Suasana ruangan pemeriksaan itu menegang. Raut wajah Dokter Shena sudah tidak senyaman sebelumnya. Serta Cinda yang mati-matian mengenggam tangannya yang sialnya gemetaran, tapi demi harga diri dan menutupi rasa malu ia harus meladeni tatapan maut dari Dokter Shena.
“Ini hasil pemeriksaannya, mbak.” Cinda menghembuskan napas dengan lega saat Dokter Tiara dating memberikan satu lembar berkas hasil pemeriksaan Tata. Ingin sekali Cinda memeluk dan berterimakasih kepada Dokter Tiara sekarang juga karena sudah meloloskannya dari situasi ini.

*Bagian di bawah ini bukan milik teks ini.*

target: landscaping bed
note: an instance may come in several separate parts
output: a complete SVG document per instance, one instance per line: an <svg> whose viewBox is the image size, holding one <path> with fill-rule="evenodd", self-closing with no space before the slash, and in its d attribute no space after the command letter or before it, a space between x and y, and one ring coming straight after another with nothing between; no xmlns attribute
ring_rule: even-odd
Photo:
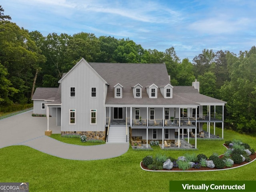
<svg viewBox="0 0 256 192"><path fill-rule="evenodd" d="M237 140L233 141L234 144L232 142L225 142L223 145L227 150L220 156L214 154L208 158L203 154L186 154L175 159L165 154L157 154L154 158L145 157L140 162L140 167L149 171L212 171L234 168L256 159L255 150L248 144Z"/></svg>

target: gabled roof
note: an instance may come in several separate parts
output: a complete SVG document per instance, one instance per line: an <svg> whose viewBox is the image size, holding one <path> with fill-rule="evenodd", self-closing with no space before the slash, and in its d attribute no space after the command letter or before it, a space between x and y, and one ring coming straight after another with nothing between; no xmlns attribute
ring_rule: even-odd
<svg viewBox="0 0 256 192"><path fill-rule="evenodd" d="M35 91L32 100L54 100L58 90L58 88L38 87Z"/></svg>

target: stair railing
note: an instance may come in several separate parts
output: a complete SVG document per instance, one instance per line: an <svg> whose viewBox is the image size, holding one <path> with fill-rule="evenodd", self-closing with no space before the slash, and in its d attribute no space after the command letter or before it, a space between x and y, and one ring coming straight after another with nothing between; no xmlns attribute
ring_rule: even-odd
<svg viewBox="0 0 256 192"><path fill-rule="evenodd" d="M108 132L107 132L107 142L108 141L108 132L109 132L109 127L110 126L110 118L108 120Z"/></svg>

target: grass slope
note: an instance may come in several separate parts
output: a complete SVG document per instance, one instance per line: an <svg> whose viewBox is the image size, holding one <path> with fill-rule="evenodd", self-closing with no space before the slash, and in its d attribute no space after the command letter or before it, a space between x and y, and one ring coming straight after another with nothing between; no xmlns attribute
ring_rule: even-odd
<svg viewBox="0 0 256 192"><path fill-rule="evenodd" d="M256 149L256 138L225 130L224 140L235 138ZM29 182L33 192L168 192L170 180L253 180L256 164L226 171L202 172L151 172L142 170L140 162L145 156L158 153L177 158L184 153L213 152L225 149L223 141L198 141L196 151L138 151L130 149L111 159L93 161L63 159L25 146L0 149L0 181Z"/></svg>

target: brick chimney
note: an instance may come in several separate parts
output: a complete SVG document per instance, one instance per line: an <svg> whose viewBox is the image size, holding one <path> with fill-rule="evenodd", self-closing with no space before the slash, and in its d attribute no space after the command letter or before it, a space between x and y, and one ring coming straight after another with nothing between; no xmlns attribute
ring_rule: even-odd
<svg viewBox="0 0 256 192"><path fill-rule="evenodd" d="M199 82L197 81L196 79L195 80L194 82L192 82L192 86L193 86L195 89L196 89L198 90L199 92Z"/></svg>

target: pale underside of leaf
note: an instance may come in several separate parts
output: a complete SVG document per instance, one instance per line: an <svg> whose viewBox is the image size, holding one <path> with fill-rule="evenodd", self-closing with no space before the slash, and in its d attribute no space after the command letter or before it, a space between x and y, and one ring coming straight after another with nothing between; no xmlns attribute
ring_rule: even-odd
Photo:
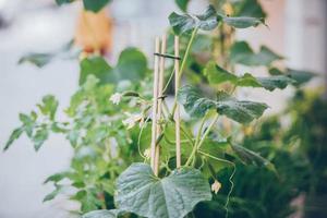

“Makasih, Dokter.” Cinda bangun dari duduknya, ia menundukkan badan sedikit sambil berterima kasih. Setelah itu, Cinda menoleh melihat Dokter Shena yang masih memasang wajah datar yang tidak tertebak.
“Maafin saya Tante, tadi saya hanya berbicara sebagai teman Aristama,” kata Cinda mengklarifikasi. “Terima kasih sekali lagi, Dokter Shena.”
Cinda mengangkat pet carrier Tata kemudia segera keluar dari ruangan itu. Tepat di luar ruangan, gadis itu melompat-lompat kesal sambil berkali-kali memukul bibirnya. “Gila gue udah, gila. Bye world.”